NEW YORK (CNN/Money) - Stunned by the big turn U.S. interest rates have taken over the past three weeks? It ain't nothing compared to what's been happening in Japan.
After crashing to a low of 0.43 percent (no, that's not a typo), yields on Japan's benchmark 10-year government bond began to rise. At the beginning, investors thought it was nothing but a minor adjustment -- everybody had written off Japan's economy long ago, and the notion that the country's interest rates could rise significantly was anathema.
But then they kept on rising, and a tinge of nervousness crept into the Japanese bond market that maybe the long era of plunging yields was coming to an end. Tuesday's Tankan report -- a closely watched measure of business sentiment that showed large manufacturers at their least pessimistic level in two years -- pushed the market's worry, and bond yields, higher still.
Then came the government's ¥1.9 billion bond auction Thursday, a huge disappointment. With relatively few investors interested in the new issue, the yield on the 10-year bond shot up 0.23 percentage points to 1.12 percent.
The big drop in Japanese bonds could have major implications. For years now investors have used Japan as a source of cheap capital for investments elsewhere. In what is called the carry trade, they borrow at low Japanese rates and buy higher yielding issues, like U.S. Treasurys or European bonds.

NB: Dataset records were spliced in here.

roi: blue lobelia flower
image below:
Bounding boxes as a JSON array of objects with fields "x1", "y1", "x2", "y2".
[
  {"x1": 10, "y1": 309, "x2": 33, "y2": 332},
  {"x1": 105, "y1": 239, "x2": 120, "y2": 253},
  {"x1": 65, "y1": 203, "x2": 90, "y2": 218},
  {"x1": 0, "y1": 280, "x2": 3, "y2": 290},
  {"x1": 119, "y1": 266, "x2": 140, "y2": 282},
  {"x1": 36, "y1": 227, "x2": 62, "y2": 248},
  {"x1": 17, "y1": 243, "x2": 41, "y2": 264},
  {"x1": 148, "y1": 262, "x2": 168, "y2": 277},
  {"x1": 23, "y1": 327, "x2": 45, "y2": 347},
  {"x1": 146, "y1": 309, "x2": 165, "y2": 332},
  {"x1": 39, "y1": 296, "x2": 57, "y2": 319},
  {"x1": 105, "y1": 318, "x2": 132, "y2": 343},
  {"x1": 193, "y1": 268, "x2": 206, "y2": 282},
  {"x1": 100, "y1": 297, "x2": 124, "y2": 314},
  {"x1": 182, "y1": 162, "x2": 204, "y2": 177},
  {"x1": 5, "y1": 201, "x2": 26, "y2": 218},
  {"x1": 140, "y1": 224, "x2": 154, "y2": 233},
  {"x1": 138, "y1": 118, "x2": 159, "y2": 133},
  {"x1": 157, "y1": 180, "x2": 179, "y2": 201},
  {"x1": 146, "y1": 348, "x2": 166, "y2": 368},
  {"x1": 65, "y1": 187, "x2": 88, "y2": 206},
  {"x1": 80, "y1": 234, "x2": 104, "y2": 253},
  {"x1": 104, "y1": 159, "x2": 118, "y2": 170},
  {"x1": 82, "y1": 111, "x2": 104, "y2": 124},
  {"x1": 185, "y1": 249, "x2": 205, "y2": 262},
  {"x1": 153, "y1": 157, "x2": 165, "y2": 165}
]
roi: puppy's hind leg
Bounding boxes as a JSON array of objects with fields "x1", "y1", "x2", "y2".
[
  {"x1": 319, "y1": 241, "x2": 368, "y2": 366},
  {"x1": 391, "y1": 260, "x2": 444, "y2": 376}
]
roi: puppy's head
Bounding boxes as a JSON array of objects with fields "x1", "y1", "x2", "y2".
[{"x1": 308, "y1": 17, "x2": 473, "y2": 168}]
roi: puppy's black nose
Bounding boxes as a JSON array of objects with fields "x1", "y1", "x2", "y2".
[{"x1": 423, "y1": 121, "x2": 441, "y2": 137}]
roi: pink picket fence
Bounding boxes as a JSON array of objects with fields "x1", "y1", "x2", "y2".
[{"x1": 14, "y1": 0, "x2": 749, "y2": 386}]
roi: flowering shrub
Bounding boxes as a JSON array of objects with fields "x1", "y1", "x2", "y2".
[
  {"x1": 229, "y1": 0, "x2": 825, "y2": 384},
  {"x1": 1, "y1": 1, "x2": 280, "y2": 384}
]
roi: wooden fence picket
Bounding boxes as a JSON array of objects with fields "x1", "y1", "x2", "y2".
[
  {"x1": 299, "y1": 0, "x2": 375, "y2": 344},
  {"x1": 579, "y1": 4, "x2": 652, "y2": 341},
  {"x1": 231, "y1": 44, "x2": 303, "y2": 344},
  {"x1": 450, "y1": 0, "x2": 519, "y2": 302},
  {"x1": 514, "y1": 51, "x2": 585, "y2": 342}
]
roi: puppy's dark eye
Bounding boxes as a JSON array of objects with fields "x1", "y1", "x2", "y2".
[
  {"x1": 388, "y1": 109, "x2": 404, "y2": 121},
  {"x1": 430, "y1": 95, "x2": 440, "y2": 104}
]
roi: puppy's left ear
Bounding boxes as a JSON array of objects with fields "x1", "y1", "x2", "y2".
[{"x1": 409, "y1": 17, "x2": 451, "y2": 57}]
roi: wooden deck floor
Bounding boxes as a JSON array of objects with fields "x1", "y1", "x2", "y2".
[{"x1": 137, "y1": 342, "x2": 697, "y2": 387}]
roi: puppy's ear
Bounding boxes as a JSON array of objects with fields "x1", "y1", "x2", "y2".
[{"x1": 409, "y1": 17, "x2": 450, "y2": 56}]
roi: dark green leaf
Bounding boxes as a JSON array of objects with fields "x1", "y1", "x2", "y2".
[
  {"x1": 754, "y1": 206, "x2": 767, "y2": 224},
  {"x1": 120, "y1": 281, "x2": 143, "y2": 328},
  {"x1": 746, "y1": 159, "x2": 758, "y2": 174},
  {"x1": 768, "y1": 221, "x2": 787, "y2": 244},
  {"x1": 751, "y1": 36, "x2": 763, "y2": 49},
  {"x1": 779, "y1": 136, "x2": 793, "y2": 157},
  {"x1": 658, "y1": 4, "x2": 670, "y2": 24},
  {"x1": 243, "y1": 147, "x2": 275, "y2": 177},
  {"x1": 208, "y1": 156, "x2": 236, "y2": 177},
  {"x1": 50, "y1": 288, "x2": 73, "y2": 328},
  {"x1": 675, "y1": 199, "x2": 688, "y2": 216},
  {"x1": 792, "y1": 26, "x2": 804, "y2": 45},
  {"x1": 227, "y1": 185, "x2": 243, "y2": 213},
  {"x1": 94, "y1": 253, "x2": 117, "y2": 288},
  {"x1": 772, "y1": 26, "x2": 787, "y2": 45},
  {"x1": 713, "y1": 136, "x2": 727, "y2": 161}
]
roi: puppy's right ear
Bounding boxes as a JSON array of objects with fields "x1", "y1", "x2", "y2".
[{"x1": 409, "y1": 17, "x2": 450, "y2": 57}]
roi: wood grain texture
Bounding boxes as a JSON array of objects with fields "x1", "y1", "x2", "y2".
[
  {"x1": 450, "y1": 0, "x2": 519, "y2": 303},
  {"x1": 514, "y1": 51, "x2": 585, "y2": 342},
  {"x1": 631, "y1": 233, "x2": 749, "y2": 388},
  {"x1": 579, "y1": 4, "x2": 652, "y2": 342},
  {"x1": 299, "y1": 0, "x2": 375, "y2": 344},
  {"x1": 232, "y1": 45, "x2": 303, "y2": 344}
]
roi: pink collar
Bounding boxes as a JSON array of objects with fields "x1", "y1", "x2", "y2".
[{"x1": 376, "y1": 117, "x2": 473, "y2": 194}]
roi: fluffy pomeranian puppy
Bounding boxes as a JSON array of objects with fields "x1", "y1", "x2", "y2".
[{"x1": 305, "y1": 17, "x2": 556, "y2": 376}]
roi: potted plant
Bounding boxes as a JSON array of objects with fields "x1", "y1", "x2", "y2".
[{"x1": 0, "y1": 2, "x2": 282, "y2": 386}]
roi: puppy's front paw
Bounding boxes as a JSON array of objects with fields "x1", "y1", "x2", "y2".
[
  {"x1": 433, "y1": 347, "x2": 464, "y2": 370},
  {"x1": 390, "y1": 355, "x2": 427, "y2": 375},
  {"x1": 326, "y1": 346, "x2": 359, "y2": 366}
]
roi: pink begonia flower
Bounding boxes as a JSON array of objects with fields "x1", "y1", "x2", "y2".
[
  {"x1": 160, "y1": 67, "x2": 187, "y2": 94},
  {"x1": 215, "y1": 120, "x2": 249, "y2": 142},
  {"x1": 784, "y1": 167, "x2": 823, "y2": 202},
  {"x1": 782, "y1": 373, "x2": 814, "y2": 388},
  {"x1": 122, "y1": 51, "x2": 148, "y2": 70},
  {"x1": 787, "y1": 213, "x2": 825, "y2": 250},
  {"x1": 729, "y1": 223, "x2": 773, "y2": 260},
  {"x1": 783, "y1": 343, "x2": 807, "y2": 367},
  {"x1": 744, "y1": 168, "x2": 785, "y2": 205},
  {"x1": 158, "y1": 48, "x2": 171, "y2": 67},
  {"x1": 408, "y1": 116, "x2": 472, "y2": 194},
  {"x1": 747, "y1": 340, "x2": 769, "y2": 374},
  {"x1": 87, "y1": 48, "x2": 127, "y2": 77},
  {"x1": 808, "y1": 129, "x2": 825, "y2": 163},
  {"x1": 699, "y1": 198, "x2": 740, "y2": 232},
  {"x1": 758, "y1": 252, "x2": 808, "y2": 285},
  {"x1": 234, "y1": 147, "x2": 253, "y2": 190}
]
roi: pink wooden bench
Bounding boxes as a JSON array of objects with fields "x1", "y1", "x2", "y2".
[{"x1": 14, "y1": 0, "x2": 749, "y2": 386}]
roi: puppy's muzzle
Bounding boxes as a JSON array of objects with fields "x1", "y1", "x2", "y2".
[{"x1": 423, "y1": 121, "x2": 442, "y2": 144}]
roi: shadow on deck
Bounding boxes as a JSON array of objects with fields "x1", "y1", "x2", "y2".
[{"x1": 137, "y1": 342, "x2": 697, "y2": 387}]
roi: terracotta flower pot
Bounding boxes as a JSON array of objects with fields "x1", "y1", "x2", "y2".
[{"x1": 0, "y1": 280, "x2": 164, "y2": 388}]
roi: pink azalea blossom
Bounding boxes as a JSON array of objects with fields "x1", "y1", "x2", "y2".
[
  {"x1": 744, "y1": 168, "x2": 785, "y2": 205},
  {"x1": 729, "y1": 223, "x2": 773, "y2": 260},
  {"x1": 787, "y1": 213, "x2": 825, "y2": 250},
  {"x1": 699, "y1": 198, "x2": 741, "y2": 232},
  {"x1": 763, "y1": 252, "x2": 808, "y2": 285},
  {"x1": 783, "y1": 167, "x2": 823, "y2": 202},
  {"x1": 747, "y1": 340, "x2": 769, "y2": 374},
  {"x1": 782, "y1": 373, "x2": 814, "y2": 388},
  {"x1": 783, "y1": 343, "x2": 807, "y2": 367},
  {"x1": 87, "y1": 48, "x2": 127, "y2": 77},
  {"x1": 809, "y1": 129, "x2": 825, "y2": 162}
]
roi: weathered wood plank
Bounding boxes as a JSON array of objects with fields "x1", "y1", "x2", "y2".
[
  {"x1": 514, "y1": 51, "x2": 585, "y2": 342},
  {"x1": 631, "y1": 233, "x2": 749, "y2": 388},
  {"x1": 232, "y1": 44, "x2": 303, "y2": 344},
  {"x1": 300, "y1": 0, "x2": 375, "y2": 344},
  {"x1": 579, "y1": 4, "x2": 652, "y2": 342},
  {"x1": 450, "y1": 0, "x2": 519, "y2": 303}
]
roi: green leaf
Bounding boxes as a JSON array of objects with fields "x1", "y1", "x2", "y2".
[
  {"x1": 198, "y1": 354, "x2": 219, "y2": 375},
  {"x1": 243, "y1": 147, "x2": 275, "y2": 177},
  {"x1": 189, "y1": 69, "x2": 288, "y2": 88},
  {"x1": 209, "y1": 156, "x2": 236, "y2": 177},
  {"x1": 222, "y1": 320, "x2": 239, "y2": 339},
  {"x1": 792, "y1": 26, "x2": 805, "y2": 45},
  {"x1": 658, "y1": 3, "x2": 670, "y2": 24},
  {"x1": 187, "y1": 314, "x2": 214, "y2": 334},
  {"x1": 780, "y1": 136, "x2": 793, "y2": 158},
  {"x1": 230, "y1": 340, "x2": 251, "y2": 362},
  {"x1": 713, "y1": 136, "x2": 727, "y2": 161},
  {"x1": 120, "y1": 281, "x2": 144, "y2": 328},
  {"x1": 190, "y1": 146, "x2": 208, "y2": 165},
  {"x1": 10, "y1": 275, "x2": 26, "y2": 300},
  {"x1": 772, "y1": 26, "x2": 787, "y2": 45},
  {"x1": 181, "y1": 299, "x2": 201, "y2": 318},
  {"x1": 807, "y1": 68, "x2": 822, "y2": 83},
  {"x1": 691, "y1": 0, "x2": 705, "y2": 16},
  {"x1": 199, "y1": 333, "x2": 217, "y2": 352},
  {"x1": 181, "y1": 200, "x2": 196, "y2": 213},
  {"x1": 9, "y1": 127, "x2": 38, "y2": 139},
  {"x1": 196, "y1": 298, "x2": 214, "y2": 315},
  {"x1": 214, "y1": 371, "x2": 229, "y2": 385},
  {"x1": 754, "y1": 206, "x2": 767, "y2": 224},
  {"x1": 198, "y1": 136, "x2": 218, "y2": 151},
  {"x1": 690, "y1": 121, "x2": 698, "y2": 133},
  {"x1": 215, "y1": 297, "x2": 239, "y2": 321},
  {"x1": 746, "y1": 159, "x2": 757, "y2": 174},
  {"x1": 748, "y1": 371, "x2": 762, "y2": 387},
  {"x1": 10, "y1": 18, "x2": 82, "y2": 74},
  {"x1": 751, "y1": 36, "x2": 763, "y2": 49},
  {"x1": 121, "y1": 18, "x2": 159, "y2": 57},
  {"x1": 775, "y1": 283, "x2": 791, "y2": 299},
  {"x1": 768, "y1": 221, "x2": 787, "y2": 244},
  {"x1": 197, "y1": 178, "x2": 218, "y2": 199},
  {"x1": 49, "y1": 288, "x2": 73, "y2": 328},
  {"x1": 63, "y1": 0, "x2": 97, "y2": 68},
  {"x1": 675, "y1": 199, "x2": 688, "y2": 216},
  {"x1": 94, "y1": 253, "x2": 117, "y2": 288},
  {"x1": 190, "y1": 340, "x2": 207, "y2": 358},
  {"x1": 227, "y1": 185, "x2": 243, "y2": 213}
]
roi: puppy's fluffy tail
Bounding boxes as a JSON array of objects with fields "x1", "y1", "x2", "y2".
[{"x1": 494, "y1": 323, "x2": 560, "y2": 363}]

And because the Japanese government is so intent on not allowing the yen to strengthen against the dollar, they don't have to worry too much over getting hammered by currency changes.
But the sharp rise in Japanese bond yields throws that equation out the window, forcing them to unwind the carry trades. To do that they have to sell the stuff they bought and then pay back their creditors. If, heaven forfend, they've used leverage to maximize their investments return, things can get really messy. That's what happened in 1998, when the hedge fund Long Term Capital Management blew up.